Great Resources for PMDD Sufferers (This is THE international organization on PMDD. I’m not happy with the 2022 campaign using the word “hormone and mental” for reasons we all understand, but it is a fabulous organization and the website is loaded with resources for you.) (This program cured me! After decades of trying to find out what would fix me, I am CURED! The science behind it is fascinating. I would expect the future of medicine is heading this way.)

Final thoughts

I share my story first to reach those struggling in the darkness unaware of what is going on with them. I have been there, isolated: with little support, hating myself: thinking it was my character flaws when it was my mind and body connection, and feeling life wasn’t for me. As IAPMD says, we strive to give as many “light bulb moments” as we can.

Secondly, I share my story to spread awareness to the healthcare community that is far behind on it’s care and treatment of women. Experiencing the dismissive responses of our experience motivates me to advocate for women experiencing PMDD. It made me reflect on the women I love that were going through other obstacles all at the dismissiveness of their men or society.
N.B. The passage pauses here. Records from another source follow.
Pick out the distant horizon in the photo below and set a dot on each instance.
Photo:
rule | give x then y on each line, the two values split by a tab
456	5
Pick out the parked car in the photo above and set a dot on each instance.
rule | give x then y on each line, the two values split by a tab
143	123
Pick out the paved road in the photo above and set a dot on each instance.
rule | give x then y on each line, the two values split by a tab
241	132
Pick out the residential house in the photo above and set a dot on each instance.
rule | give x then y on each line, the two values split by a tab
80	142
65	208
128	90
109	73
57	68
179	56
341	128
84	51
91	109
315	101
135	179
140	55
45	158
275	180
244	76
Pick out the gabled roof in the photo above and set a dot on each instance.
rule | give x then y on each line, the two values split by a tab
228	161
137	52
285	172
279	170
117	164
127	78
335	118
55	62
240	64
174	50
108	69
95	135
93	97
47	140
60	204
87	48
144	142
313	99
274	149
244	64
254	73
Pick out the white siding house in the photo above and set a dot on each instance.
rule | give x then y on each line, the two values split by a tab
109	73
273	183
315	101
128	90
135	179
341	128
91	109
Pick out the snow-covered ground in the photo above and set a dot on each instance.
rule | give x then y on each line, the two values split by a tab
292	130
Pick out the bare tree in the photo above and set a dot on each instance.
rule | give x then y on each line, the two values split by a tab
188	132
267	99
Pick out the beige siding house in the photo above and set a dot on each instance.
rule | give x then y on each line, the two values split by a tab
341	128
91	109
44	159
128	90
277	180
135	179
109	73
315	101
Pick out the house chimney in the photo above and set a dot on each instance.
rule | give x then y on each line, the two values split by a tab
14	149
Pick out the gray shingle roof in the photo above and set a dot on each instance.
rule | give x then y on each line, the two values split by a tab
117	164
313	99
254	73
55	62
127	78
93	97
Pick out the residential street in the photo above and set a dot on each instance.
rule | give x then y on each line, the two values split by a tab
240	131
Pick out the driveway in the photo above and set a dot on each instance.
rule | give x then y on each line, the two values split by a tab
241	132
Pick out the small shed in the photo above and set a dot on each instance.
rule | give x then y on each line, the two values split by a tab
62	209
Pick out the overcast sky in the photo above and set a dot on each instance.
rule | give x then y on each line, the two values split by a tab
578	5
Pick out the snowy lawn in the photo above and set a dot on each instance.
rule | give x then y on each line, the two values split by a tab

It changed me, it even changed my business model to being the teammate for women owned business, I know what PMDD stole from my career. Now I’m trying to make up for lost time all while helping other women grow their business through all the obstacles we as women encounter.

In asking myself what else can I do? I can use my graphic design skills to create things like infographs that people can share to educate. I can put my heart and soul into writing this story. I can use my SEO skills to optimize this page about PMDD so that when suffers search for answers to their questions they will have this page to land. And I can create art that spreads awareness about PMDD.
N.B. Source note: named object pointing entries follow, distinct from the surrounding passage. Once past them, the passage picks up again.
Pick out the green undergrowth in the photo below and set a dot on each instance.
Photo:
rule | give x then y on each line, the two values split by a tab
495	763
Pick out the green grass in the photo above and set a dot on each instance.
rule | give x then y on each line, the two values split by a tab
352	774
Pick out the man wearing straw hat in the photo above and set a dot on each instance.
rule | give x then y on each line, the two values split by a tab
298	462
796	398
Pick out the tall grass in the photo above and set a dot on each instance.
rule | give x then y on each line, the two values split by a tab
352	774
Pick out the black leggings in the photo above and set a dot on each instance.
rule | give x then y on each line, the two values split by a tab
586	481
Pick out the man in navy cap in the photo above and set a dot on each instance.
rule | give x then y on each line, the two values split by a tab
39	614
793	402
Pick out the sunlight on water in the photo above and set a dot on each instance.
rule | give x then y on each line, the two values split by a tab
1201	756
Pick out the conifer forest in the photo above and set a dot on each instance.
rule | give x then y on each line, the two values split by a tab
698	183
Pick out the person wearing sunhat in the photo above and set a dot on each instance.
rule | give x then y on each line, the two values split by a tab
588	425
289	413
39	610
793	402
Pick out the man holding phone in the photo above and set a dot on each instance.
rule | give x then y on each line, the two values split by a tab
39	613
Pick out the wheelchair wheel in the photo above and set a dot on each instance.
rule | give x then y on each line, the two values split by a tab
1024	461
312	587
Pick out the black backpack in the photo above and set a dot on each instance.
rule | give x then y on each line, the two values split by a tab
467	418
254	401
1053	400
This was written in a rush, to have it ready for April: PMDD Awareness Month. Please forgive anything that isn’t clearly written. If you have questions or concerns, please email me at I call other people out all the time for putting the wrong information out there. I want other PMDD sufferers to have the clearest path to wellness as possible, so I’m
open to feedback. I do plan to add to, update, edit and evolve this page so check back as you like. I won’t be linking this from my website or biz/personal social media pages (but maybe in our private groups) so the best way to get to this information is by bookmarking the page and possibly googling it once I optimize the page.

I’m not a medical professional or doctor. Consult with a medical professional if you want medical advice.

I have no financial interest in the program that cured me, or anything related to PMDD.
I simple want to shout it from the roof tops to help other PMDD warriors.